Not in Brooklyn anymore


Great game bombs on the big screen


Published: Sep 13 2016, 01:01:am



Sunday, May 30, 1993.

SUPER MARIO BROS. Written by Parker Bennett, Terry Runte and Ed Solomon. Based on the Nintendo video game concept and characters created by Shigeru Miyamoto and Takashi Tezuka. Music by Alan Silvestri. Directed by Rocky Morton and Annabel Jankel. Running time: 104 minutes. Mature entertainment with the B.C. Classifier’s warning: occasional violence and suggestive language.
    C: > Mario
    Bad command or file name

    C: > Supermario
    Bad command or file name

    C: > Supermariobros
    Invalid characters in volume label

    C: > FILMBOMB!
    Good Morning. Please make your selection:
        A.    In the tradition of Howard the Duck
        B.    Hopper the Dino
        C.    Movie adaptations of video games
        D.    The Japanese respect for craft.

    Select  D
    Created in the mid-1980s by Nintendo programmers Shigeru Miyamoto and Takashi Tezuka, the Super Mario Bros. video game offers as heroes a pair of skilled craftsmen. Identified as plumbers from Brooklyn, New York, the brothers are proud of their abilities and use the tools of their trade in the battle against the evil Koopa.

    Select  B
    As King Koopa, actor Dennis Hopper is the T. Rex of Dinohattan, capital city of an alternate universe populated by highly evolved dinosaurs. In the Super Mario Bros. movie, his ambition is to cross the dimensional gap and extend his rule into the universe of the evolved mammals.
    To do this, he needs the meteor fragment possessed by Daisy (Samantha Mathis), the exiled dinosaur princess who was hidden away by her mother in Brooklyn’s St. Teresa's Orphanage some 20 years ago.
    Currently a student of palaeontology at NYU, Daisy is kidnapped by Koopa’s comically inept cousins Spike (Richard Edson) and Iggy (Fisher Stevens). Dedicated to her rescue are the Italian-American Mario brothers, Mario (Bob Hoskins) and Luigi (John Leguizamo).

    Select  C
    Despite the notorious failure of such game-inspired films as Tron (1982), Clue (1985) and The Wizard (1989), the directorial team of Rocky Morton and Annabel Jankel were willing to pick up where the project's original director Gary Beeman left off.
    After all, Nintendo claims 82 million Super Mario Bros. game sales worldwide [in 1993].
    Market potential is no guarantee of success, though.
    Game playing, an activity involving hand-eye coordination, is qualitatively different from movie viewing, something that engages the gut and, occasionally, the brain.
    Creatively, their Super Mario Bros. fares no better than other toy movies. “Mario,” says Luigi in a line that sums up its screenplay’s total lack of originality, “I got a feeling we’re not in Brooklyn anymore!”
    How long can you play games before your thumb goes numb? How many bizarre costumes, prosthetic make-up effects and pointlessly spectacular visuals can you watch before your eyes glaze over?
    
    Select A
    Seven years ago, George Lucas’s buddy Willard Huyck offered the world Howard the Duck, an effects-laden tale of a foul-talking fowl from another dimension. The world stayed home in droves.
    With Super Mario Bros., we have another picture that walks like the duck, talks like . . .

    Abort? Retry? Fail?
    Fail


The above is a restored version of a Province review by Michael Walsh originally published in 1993. For additional information on this archived material, please visit my FAQ.

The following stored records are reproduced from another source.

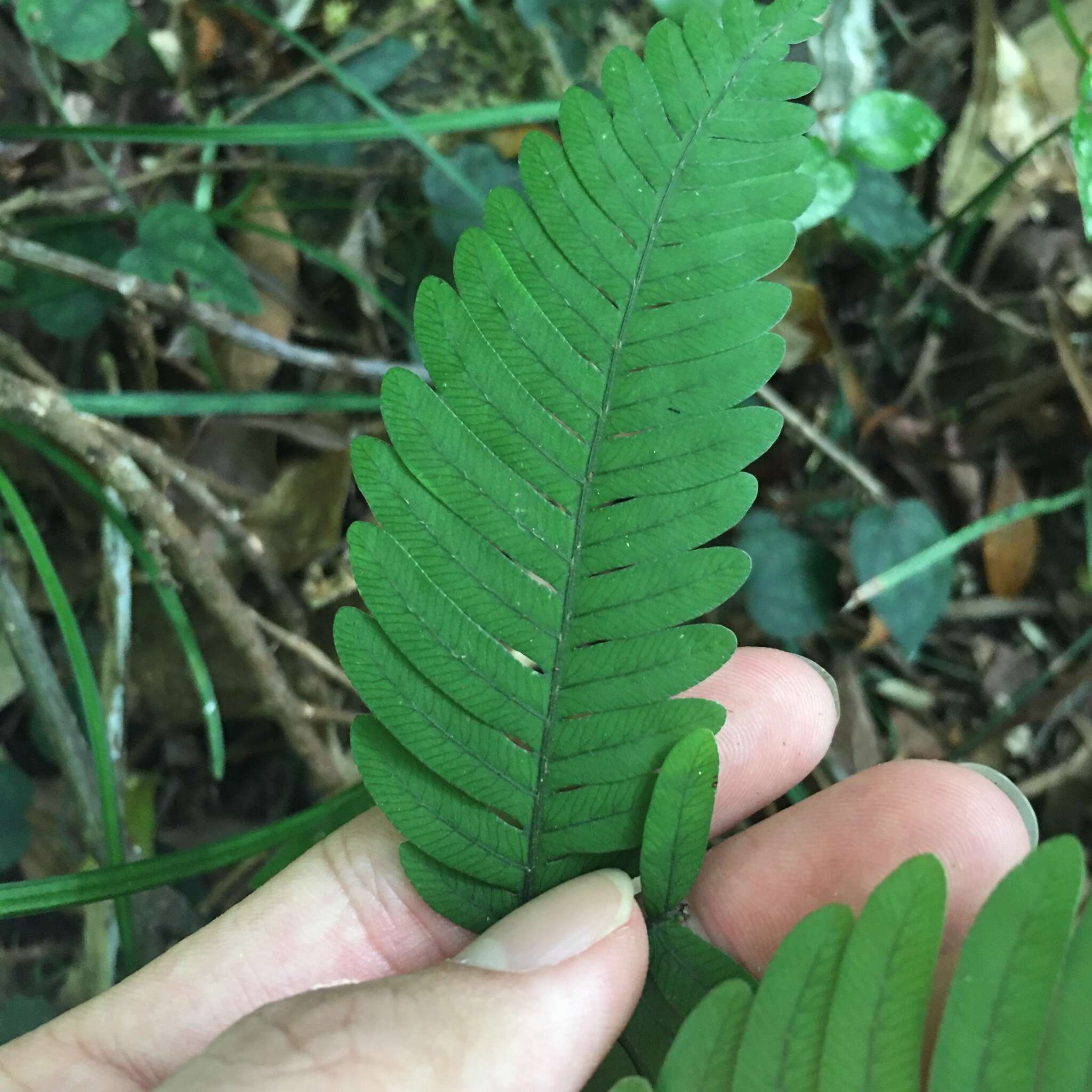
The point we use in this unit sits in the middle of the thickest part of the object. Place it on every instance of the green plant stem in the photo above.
(165, 593)
(1088, 516)
(947, 548)
(371, 100)
(1065, 25)
(35, 897)
(200, 404)
(98, 162)
(87, 688)
(282, 134)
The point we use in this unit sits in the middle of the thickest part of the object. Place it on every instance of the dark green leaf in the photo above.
(453, 211)
(17, 791)
(78, 30)
(176, 238)
(60, 305)
(834, 179)
(881, 537)
(533, 564)
(20, 1014)
(380, 66)
(676, 829)
(793, 588)
(882, 212)
(892, 129)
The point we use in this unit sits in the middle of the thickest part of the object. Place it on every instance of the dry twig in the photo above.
(172, 299)
(51, 414)
(983, 306)
(58, 721)
(852, 465)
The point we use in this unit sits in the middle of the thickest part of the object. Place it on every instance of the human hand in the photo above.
(335, 975)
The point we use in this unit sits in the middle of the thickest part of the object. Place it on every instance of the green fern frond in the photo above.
(844, 1006)
(540, 512)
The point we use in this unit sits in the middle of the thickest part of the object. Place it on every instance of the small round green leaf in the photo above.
(793, 587)
(892, 129)
(175, 237)
(59, 305)
(78, 30)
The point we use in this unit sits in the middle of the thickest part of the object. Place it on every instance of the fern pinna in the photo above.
(539, 513)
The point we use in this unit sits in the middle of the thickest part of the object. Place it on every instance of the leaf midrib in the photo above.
(535, 826)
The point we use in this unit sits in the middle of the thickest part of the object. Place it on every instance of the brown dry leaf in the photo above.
(276, 266)
(301, 517)
(507, 141)
(912, 738)
(876, 636)
(208, 37)
(805, 327)
(1010, 553)
(1008, 110)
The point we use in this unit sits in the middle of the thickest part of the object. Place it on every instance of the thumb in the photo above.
(532, 1005)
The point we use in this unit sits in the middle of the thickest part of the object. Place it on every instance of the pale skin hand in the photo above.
(335, 976)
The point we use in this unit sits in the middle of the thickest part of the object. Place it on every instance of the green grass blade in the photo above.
(36, 897)
(281, 134)
(1066, 1065)
(948, 548)
(165, 593)
(371, 100)
(877, 1020)
(90, 699)
(994, 1022)
(201, 404)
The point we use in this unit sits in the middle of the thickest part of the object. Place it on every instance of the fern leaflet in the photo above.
(539, 513)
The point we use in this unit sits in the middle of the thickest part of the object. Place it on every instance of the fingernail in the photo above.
(831, 685)
(1018, 799)
(556, 926)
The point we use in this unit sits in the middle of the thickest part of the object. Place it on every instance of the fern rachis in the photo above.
(540, 515)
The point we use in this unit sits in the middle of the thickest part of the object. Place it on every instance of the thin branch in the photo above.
(19, 357)
(51, 414)
(852, 465)
(58, 721)
(306, 650)
(952, 544)
(229, 520)
(983, 306)
(172, 299)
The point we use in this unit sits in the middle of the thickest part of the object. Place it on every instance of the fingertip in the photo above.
(780, 720)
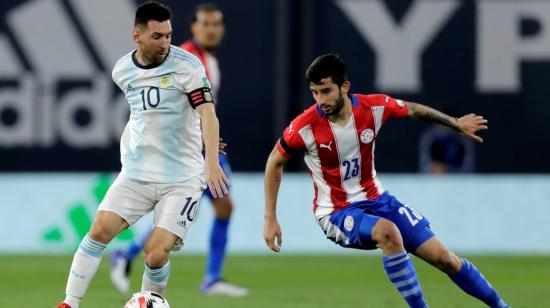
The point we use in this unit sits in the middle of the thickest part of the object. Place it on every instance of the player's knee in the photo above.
(101, 232)
(386, 235)
(223, 208)
(156, 257)
(448, 262)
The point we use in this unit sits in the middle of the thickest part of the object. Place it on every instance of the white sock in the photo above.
(155, 279)
(85, 264)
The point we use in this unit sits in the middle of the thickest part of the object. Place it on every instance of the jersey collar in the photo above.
(150, 66)
(354, 102)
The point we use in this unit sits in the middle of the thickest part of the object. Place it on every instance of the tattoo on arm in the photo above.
(423, 112)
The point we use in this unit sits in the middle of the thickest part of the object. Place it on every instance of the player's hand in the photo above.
(470, 124)
(221, 147)
(272, 234)
(216, 179)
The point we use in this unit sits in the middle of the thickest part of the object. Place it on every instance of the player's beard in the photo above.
(338, 105)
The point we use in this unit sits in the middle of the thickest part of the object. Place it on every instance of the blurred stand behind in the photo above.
(443, 150)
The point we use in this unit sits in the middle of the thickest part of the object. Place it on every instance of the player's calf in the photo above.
(471, 281)
(447, 262)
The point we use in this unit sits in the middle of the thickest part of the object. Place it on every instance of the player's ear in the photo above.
(136, 35)
(346, 86)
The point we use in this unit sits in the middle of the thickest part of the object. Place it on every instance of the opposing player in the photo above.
(338, 137)
(207, 30)
(163, 169)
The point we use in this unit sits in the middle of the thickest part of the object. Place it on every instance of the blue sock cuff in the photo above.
(91, 247)
(395, 260)
(219, 222)
(464, 272)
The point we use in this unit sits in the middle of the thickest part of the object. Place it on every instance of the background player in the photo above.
(163, 168)
(337, 135)
(206, 28)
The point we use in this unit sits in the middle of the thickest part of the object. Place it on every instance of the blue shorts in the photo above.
(351, 226)
(224, 163)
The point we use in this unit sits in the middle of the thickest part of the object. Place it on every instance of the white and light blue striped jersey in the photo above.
(162, 139)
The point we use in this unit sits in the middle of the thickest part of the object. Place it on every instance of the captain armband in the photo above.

Afterword: Today, it seems, nothing dates faster than computer humour. The above review was written in what a tech-savvy friend calls the pliocene era of the Internet. It was supposed to reflect the computer experience of the day. It was a time of text-filled video-display terminal screens and the command-line interface. In 1993, the Internet was just four years old, and extracting information from computer files was a matter of asking precisely the right question in precisely the right way.
    Super Mario Bros. was released to theatres just four months after Mosaic, the web browser credited with sparking the Internet boom of the 1990s, became available online. Mosaic offered a user-friendly graphical user interface (GUI), which made it possible for the more technophobic among us to join in the fun. (Command-line computing remains the province of elite users, including professional programmers, code writers, game creators and super-hacker Elliot Alderson on TV’s Mr. Robot.) The Netscape Navigator followed Mosaic into the market in 1994, with Internet Explorer (1995), Firefox and Safari (both 2003) coming along behind.
    The Super Mario Bros. video game remains an historic success and is considered the best game franchise of all time. The movie, by contrast, was a spectacular failure. Directed by Rocky Morton and Annabel Jankel (the British husband and wife team who co-created the 1987 TV series Max Headroom), it cost Disney an estimated $48 million to make and made back just under $21 million. In a 2011 interview, Bob Hoskins said it was the worst film he ever made. And, yes, as is often the case with offbeat movie disasters, Super Mario Bros. today has its own cult following.